The MoFA said Bangladesh firmly adheres to and promotes democratic ethos and as an immediate and friendly neighbour, Bangladesh would like to see peace and stability in Myanmar
Asked about China’s role in the UNSC, the foreign minister said Bangladesh approached all countries including the United Nations and the issue went to the international court.
He said all gave lip services but China came forward. “We can’t interfere in China’s policy but we kept China in our confidence.”
Dr Momen said some countries fear further influx amid the changed situation in Myanmar but Bangladesh kept its border secure. “In the past,our people welcomed Rohingyas. Now, they are not in a mood to welcome more.”
Earlier, Myanmar said they are committed to beginning the repatriation of Rohingyas as per the bilateral agreement signed with Bangladesh in 2017.

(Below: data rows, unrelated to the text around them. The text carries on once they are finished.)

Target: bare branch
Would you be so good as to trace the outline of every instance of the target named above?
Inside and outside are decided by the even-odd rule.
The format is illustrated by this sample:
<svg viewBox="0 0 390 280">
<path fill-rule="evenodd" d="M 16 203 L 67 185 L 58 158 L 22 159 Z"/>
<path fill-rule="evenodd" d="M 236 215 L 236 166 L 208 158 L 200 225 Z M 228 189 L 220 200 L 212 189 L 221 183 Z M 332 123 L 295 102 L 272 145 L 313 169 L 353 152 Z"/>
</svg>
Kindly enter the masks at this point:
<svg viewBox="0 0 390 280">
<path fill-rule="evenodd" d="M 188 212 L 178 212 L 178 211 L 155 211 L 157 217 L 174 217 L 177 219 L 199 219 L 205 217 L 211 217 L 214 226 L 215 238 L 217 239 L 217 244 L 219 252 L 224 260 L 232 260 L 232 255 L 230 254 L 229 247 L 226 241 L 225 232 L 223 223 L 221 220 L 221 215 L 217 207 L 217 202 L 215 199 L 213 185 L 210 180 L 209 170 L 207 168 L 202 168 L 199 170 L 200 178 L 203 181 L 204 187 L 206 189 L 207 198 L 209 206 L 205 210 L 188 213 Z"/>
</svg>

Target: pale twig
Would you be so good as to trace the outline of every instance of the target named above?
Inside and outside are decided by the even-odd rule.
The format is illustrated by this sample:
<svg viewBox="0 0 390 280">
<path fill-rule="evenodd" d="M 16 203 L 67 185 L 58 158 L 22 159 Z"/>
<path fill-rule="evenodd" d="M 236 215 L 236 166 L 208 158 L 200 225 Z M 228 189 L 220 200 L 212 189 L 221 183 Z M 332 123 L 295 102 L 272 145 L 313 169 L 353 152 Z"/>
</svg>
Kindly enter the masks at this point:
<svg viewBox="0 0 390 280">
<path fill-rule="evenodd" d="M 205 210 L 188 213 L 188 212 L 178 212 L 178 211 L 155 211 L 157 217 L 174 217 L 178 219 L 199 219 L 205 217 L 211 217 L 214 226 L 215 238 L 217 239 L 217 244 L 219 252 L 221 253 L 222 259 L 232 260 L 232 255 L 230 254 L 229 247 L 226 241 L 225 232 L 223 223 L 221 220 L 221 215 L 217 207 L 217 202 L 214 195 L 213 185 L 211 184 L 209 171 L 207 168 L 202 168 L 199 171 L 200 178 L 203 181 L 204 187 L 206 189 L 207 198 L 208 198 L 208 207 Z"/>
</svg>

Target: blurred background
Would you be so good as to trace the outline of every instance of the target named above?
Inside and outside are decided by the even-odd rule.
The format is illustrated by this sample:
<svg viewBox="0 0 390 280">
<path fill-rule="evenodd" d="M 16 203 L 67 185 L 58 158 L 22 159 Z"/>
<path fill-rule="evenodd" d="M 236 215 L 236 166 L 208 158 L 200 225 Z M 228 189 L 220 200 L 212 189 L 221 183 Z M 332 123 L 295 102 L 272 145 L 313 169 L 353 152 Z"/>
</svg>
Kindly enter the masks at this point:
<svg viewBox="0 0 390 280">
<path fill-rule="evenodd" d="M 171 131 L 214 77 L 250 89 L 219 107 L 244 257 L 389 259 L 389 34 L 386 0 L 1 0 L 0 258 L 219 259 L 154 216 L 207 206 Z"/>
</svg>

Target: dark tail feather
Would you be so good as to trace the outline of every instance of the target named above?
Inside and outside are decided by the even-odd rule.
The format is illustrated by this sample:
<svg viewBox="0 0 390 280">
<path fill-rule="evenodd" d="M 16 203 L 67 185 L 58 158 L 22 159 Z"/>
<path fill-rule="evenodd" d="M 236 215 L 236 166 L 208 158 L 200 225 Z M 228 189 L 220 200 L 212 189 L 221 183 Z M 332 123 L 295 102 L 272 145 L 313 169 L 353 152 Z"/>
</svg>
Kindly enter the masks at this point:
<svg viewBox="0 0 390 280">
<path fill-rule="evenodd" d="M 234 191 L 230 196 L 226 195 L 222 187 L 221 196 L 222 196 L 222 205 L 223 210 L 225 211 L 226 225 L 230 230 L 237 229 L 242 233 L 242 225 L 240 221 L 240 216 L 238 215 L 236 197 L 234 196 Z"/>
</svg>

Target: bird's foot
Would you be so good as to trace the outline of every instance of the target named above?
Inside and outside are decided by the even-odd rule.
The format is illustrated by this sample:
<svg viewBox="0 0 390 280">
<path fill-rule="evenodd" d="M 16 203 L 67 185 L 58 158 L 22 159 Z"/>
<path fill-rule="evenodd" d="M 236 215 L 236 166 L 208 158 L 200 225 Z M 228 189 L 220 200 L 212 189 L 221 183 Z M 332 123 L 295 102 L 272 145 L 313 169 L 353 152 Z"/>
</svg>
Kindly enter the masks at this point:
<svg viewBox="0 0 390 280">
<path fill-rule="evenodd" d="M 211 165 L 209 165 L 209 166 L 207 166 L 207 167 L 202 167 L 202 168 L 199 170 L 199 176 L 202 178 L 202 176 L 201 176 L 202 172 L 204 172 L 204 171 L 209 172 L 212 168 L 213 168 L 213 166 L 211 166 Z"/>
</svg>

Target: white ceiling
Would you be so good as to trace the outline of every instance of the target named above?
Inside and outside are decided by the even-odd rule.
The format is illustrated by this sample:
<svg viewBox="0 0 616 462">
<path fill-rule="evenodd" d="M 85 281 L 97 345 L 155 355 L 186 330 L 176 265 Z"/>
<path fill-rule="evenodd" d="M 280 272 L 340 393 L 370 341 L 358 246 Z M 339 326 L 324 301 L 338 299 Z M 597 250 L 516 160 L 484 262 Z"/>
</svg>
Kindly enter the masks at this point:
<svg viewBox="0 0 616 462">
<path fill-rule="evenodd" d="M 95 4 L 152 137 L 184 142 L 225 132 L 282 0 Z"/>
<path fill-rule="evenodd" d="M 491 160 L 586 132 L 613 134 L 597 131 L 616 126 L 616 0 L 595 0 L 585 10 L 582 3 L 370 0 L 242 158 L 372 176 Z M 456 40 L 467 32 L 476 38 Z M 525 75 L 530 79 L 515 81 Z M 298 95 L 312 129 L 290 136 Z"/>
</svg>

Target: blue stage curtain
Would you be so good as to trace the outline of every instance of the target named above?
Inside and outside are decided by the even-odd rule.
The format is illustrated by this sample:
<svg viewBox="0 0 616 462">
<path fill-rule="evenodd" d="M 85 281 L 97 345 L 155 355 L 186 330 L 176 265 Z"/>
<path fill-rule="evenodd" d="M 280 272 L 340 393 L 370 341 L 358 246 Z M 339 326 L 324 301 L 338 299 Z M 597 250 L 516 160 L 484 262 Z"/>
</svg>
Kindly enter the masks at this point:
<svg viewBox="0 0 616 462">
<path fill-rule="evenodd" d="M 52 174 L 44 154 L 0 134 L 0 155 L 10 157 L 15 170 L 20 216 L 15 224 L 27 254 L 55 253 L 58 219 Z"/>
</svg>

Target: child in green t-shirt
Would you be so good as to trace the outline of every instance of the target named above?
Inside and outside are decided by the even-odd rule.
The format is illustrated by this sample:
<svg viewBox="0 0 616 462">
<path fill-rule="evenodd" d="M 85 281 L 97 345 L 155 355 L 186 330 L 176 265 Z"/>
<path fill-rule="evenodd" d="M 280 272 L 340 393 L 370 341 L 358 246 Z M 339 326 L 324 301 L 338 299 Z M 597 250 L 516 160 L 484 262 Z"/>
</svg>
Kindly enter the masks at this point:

Bangladesh handed over a list of 840,000 Rohingyas to Myanmar for verification. Myanmar has verified only 42,000 people (5%). "There’s a serious lack of seriousness," said the foreign minister.
Dr Momen said they are doing their part but Myanmar is not helping the same way. He said he is always hopeful of beginning repatriation as history says they took back their nationals in 1978 and 1992.
Rohingya Crisis and Repatriation
More than three years ago, Myanmar’s soldiers “targeted, killed, and raped” Rohingya and burned their villages, as the United Nations, Refugees International, United States Holocaust Memorial Museum, the US State Department itself, and many others have documented.
Over 800,000 Rohingyas fled the “genocidal violence” and Bangladesh is now hosting over 1.1 million Rohingyas.
Bangladesh is trying in multiple ways - bilaterally, multilaterally, tri-laterally, and through the judicial system – to find a lasting solution to the Rohingya crisis.
Bangladesh and Myanmar signed the repatriation deal on November 23, 2017.
They then signed a document on “Physical Arrangement,” which was supposed to facilitate the return of Rohingyas to their homeland.
But repatriation attempts failed twice in November 2018 and August 2019 - clearly amid Rohingyas' "lack of trust" in the Myanmar government.
Subsequently, during the 74th UNGA held in September 2019 in New York, China took an initiative to propose the tripartite framework with their presence largely in an overseeing role that can nevertheless hold both sides to account on their respective commitments to each other.
The Bangladesh side had already complained of Myanmar acting in 'bad faith' during negotiations, whereby they never had any intention of taking the Rohingya back and was only meeting to keep up appearances.
However, soon after a meeting of the trio on January 20, 2020, the coronavirus lockdowns started taking its toll in different parts of the world.
Bangladesh pushed Myanmar hard on creating a favourable environment for Rohingya repatriation with an expeditious verification process and "cautiously expressed optimism" to begin it in the second quarter of this year.